At 20 weeks of gestation, 10 ml blood samples will be drawn and we will extract adipose-derived exosomes miRNA. GDM will be screened at 24–28 weeks’ gestation and we organized a 1:1 nested case-control study according to age ± 2 years old from pregnant women, the expression of miRNA-148 family between pregnant women with GDM and without GDM will be analyzed. Technical roadmap of this research project can be found in Fig. 1 and a schematic schedule of enrolment and assessments can be found in Fig. 2.

Outcome measures

Primary outcomes

The central outcome variable is GDM. During 24–28 weeks of gestation, 75 g oral glucose tolerance test (OGTT) will be carried out to detect the blood glucose level. According to the International Association of Diabetes and Pregnancy Study Groups (IADPSG) standard [27], GDM will be diagnosed if subjects meet at least one of the following criteria: (1) fasting venous blood glucose of ≥5.1 mmol/L; (2) 1-h venous blood glucose of ≥10.0 mmol/L; (3) 2-h venous blood glucose of ≥8.5 mmol/L.

Secondary outcomes

The secondary outcomes of this study include: weight gain and results of blood pressure monitoring at 20 and 24–28 weeks of gestation, respectively.

Data collection

Research questionnaire form

Sociodemographic information include age, education level, personal monthly income and working status during pregnancy will be collected by questionnaire. Behavior and lifestyle include smoking, drinking and physical activity. Parity, personal and family disease history will also be collected. The questionnaire is shown in Additional file 1.

Physical measurement

Standardized measurements of height, weight, waist circumference will be performed, and blood pressure will also be measured by using an internationally certified Omron electronic sphygmomanometer (hem-7220). In addition, visceral fat thickness will be measured by ultrasonographic, defined as the distance between the internal face of reto-abdominal muscle and the anterior wall of the aorta [28]. The standardized measurement method greatly reduces the potential data deviation and ensures the real reliability of the data.

Laboratory measurement

In the Clinical Laboratory of Qingdao Women’s and Children’s Hospital, routine blood, blood biochemical indices, and adipose-derived exosomes will be carried out. Based on the experimental method of Real-Time Fluorescence Quantitative PCR (RT-PCR), the miRNA-148 family of adipose-derived exosomes will be sequenced between pregnant woman with GDM and without GDM.

Sample size calculation

In this study, obesity was selected as the main exposure indictor to calculate the sample size, and sample size has been calculated to reach a confidence level of 95% with a power of 80% and α significance level of 0.05. According to the following formula:

$$ \mathrm{N}={\left({\mathrm{z}}_{\upalpha}\sqrt{2\overline{\mathrm{p}\mathrm{q}}}+{\mathrm{z}}_{\upbeta}\sqrt{{\mathrm{p}}_0{\mathrm{q}}_0+{\mathrm{p}}_1{\mathrm{q}}_1}\right)}^2/{\left({\mathrm{p}}_1-{\mathrm{p}}_0\right)}^2 $$

In the light of the incidence of GDM in pregnant women with obesity before pregnancy was p1 =0.1378, q1 =0.8622 and the control group was p0 = 0.0564, q0 = 0.9436, $ \overline{\mathrm{p}} $ =0.0971, $ \overline{\mathrm{q}} $ =0.9029. If we assume a dropout rate of 10%, taking into account the unqualified samples and expanding sample proportion of cluster sampling to 1.7 times, the sample size of each group was 600. In order to fully analyze the risk factors of GDM, lay the foundation for the follow-up cohort, and finally determine each group of 1500 people.

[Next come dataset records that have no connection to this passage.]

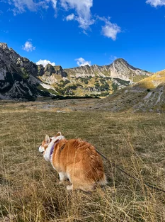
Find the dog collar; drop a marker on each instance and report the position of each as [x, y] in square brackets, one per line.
[52, 149]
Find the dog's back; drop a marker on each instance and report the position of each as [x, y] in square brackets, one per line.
[80, 163]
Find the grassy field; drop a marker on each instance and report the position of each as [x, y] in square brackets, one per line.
[29, 189]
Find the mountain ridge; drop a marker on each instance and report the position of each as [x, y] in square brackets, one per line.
[22, 79]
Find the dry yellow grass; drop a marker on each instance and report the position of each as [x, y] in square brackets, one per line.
[152, 81]
[29, 189]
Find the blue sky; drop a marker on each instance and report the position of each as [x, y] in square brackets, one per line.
[77, 32]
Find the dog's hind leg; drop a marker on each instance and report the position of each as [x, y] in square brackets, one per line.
[63, 177]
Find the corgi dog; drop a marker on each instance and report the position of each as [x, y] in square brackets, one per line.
[74, 160]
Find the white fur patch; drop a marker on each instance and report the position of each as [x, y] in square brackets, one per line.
[50, 146]
[41, 149]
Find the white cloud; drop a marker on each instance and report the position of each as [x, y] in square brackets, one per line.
[156, 3]
[82, 9]
[54, 3]
[70, 17]
[45, 62]
[82, 62]
[22, 5]
[109, 30]
[28, 46]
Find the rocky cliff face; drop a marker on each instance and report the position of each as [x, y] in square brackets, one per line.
[94, 80]
[18, 76]
[23, 79]
[118, 69]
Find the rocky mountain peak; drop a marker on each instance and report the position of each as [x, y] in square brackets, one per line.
[3, 46]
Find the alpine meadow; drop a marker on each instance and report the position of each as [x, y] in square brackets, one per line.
[82, 86]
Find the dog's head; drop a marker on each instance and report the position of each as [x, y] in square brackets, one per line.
[49, 141]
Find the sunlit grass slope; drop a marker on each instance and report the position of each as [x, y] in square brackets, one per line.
[29, 189]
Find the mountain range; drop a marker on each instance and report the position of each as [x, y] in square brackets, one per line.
[21, 79]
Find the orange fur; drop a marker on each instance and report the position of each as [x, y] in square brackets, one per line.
[80, 162]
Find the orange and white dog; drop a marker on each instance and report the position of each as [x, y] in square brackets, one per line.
[75, 160]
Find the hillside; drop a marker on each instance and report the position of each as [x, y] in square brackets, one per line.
[21, 79]
[29, 186]
[18, 76]
[147, 95]
[93, 80]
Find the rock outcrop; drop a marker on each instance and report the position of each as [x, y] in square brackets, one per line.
[22, 79]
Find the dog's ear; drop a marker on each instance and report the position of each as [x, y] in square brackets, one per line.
[58, 134]
[47, 139]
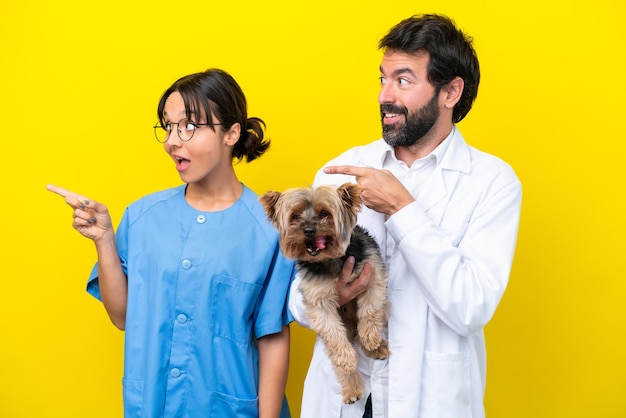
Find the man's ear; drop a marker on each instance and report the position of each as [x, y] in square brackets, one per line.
[233, 134]
[452, 92]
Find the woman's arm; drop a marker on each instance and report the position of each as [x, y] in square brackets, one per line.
[273, 368]
[93, 221]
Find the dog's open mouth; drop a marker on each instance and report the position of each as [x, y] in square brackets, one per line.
[315, 246]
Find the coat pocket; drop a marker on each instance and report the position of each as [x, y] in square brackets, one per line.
[133, 398]
[446, 390]
[224, 406]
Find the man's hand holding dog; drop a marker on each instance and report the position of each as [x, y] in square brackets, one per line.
[382, 192]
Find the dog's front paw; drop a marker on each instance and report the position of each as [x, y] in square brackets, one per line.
[381, 352]
[345, 360]
[370, 339]
[351, 397]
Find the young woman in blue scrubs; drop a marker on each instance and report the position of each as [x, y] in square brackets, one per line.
[194, 274]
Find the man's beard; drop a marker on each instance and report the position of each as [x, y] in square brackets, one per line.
[417, 123]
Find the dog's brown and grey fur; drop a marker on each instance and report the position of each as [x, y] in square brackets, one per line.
[317, 228]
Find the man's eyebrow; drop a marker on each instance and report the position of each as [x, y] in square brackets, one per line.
[399, 71]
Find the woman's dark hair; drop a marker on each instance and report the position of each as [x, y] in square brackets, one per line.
[214, 92]
[451, 54]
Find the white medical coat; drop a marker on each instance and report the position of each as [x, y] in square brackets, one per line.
[454, 248]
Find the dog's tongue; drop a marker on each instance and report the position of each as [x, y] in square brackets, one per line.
[320, 242]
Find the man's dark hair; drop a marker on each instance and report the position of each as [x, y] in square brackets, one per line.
[451, 54]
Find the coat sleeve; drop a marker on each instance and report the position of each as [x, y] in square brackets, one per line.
[463, 273]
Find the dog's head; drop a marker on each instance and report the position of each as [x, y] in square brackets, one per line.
[314, 224]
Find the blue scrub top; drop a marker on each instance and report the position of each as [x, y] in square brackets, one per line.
[202, 287]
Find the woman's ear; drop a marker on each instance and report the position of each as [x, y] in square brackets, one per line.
[453, 91]
[233, 134]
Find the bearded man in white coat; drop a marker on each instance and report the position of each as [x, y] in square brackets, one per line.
[445, 216]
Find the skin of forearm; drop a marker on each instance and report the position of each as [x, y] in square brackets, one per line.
[273, 368]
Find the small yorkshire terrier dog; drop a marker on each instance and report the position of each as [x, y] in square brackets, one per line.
[317, 228]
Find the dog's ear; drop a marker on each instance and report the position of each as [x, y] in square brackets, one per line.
[350, 194]
[269, 201]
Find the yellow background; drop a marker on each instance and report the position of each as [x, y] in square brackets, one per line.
[80, 84]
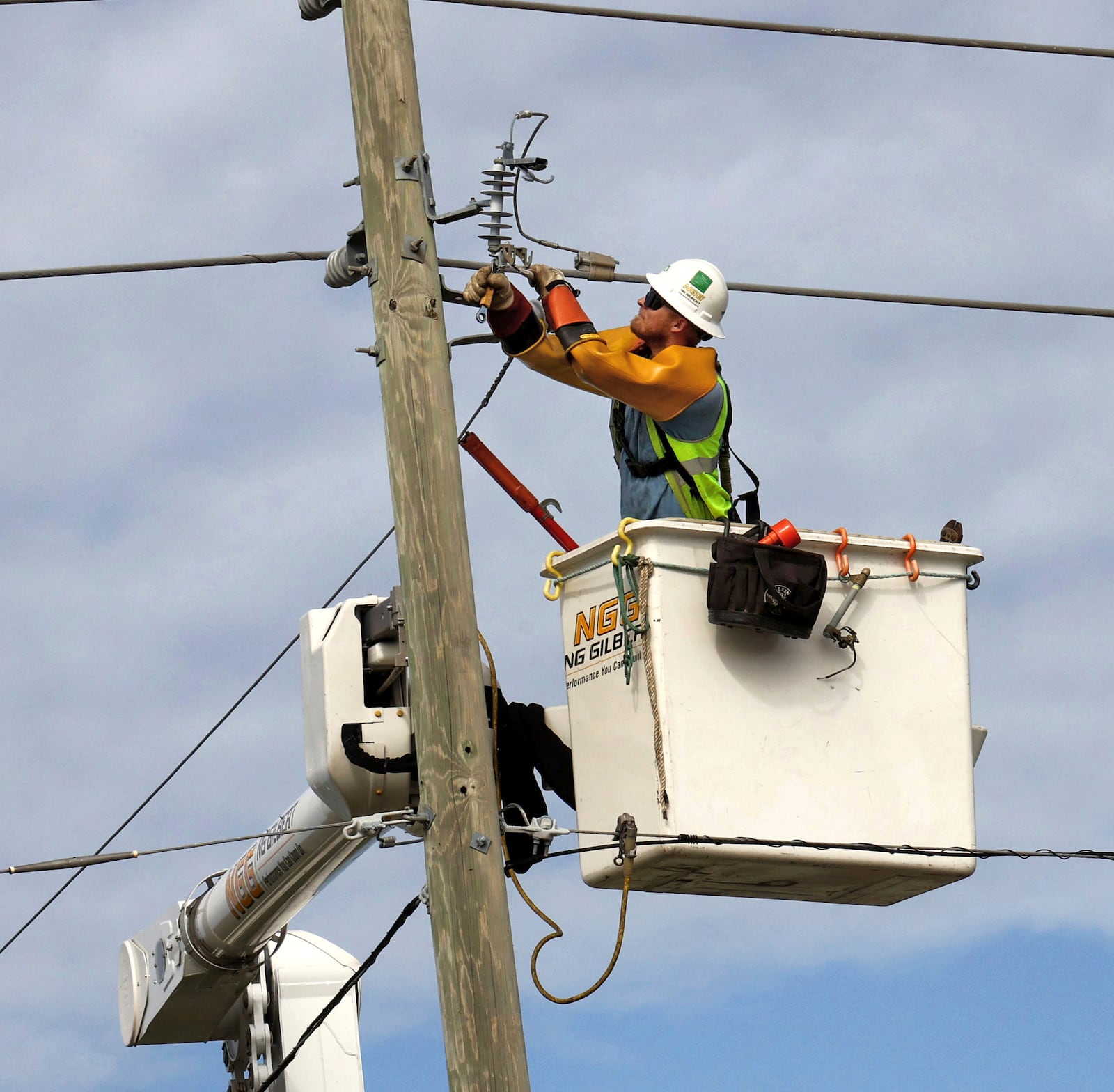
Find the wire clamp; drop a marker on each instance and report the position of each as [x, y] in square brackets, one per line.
[542, 830]
[599, 267]
[627, 835]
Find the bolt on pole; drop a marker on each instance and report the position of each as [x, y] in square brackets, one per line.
[484, 1042]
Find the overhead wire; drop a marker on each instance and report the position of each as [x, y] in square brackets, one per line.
[936, 301]
[150, 796]
[91, 859]
[231, 710]
[643, 841]
[865, 847]
[185, 263]
[787, 28]
[939, 301]
[780, 28]
[356, 975]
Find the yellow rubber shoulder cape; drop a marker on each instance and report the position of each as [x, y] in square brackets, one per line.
[661, 387]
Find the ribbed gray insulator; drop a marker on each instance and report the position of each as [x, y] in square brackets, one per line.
[343, 270]
[317, 9]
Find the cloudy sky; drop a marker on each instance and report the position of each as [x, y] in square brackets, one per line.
[193, 460]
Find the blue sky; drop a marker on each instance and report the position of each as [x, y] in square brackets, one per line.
[193, 460]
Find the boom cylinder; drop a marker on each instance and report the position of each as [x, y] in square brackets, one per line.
[278, 875]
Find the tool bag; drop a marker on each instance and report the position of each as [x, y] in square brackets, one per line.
[764, 588]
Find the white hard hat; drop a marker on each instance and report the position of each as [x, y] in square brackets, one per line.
[696, 290]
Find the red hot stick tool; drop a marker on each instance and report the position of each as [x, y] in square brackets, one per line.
[516, 490]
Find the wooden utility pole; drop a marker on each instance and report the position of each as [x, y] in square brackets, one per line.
[484, 1043]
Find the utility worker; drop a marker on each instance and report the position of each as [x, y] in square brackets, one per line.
[671, 410]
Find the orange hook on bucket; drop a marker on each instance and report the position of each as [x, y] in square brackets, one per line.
[913, 566]
[842, 568]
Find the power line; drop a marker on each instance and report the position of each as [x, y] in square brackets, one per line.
[356, 975]
[187, 263]
[150, 796]
[91, 859]
[788, 28]
[232, 709]
[866, 847]
[934, 301]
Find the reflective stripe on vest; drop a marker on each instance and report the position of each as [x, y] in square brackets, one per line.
[698, 488]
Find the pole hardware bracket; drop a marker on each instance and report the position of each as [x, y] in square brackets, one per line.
[473, 209]
[414, 249]
[416, 169]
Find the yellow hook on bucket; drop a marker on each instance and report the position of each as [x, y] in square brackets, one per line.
[627, 538]
[551, 591]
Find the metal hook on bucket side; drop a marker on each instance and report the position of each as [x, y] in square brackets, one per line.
[842, 568]
[551, 588]
[627, 540]
[913, 566]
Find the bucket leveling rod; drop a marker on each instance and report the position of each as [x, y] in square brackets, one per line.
[516, 490]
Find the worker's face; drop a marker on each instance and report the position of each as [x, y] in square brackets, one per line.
[651, 325]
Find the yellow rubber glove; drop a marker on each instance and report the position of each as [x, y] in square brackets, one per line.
[482, 281]
[542, 276]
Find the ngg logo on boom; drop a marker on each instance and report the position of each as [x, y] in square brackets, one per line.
[599, 633]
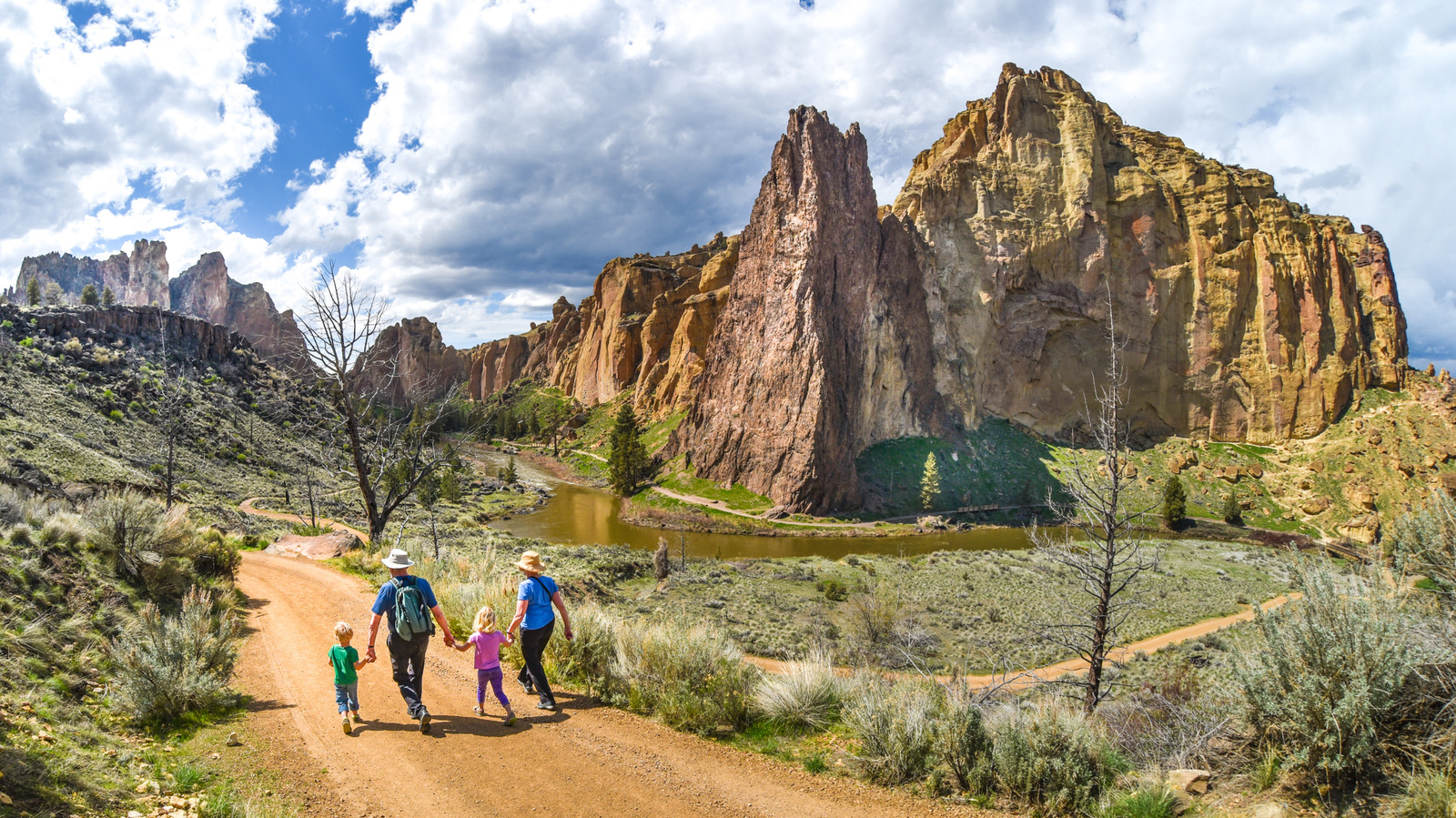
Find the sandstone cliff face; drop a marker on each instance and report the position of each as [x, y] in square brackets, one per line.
[1245, 316]
[206, 290]
[985, 291]
[411, 364]
[138, 278]
[644, 330]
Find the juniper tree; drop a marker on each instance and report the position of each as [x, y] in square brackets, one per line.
[1176, 502]
[628, 463]
[929, 482]
[1111, 558]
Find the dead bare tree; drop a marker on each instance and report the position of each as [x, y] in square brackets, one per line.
[1111, 556]
[390, 450]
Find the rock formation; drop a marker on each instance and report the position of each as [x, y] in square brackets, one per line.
[644, 329]
[137, 279]
[411, 364]
[206, 290]
[985, 291]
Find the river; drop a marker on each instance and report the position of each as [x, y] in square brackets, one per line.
[586, 516]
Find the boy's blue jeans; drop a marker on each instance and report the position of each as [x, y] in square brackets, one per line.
[347, 696]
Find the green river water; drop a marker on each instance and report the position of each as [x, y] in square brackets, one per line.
[586, 516]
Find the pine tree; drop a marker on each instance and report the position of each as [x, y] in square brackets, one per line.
[1232, 512]
[929, 483]
[450, 485]
[628, 461]
[1176, 502]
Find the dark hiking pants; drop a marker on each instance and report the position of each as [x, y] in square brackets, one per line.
[533, 643]
[407, 658]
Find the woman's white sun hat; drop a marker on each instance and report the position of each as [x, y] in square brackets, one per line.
[398, 558]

Based on the above information, a nested case-control study was designed to analyze the miRNA-148 family expression between pregnant women with GDM and without GDM. Briefly, we will select all GDM subjects among members of the cohort and match them with control subjects who reach the age ± 2 years at the time in a 1:1 ratio.

Ethics and dissemination

The study was approved by the Ethics Committee of Qingdao Women’s and Children’s Hospital (Number: 019–2019-FEKY). Each adverse event will be reported in writing to the Ethics Committee and each revision of the study protocol will also be reported. Investigators will strictly abide by the stated commandments of Helsinki and the ethical issues of human biomedical research when conducting this study. The patient has given informed consent to participate in the study, and patient information will remain confidential throughout the study process.

Statistical analysis

Statistical analyses will be performed by using SAS 9.4 and the level of significance will be set at p < 0.05. First, the continuous variables will be tested for normality and homogeneity of variance, If the data conform the normal distribution, participant characteristics will be described mean ± standard deviation, and the comparison between the two groups will be used independent sample t-test; If the data does not conform the normal distribution, participant characteristics will be described interquartile ranges, and nonparametric test will be used to compare the two groups. For qualitative data, participant characteristics will be percentage, and chi square test will be used for comparison between groups. Covariate adjusted logistic regression will be used to analyze the possible influencing factors of GDM. Receiver Operator Characteristic (ROC) curve will be used to identify the best cut-off value of visceral fat thickness and BMI to predict GDM among all patients. The area under the ROC curve (AUC) of visceral fat thickness and BMI will be compared by z-test and we will select the appropriate adiposity indicator. Multiple imputation will be used for missing data.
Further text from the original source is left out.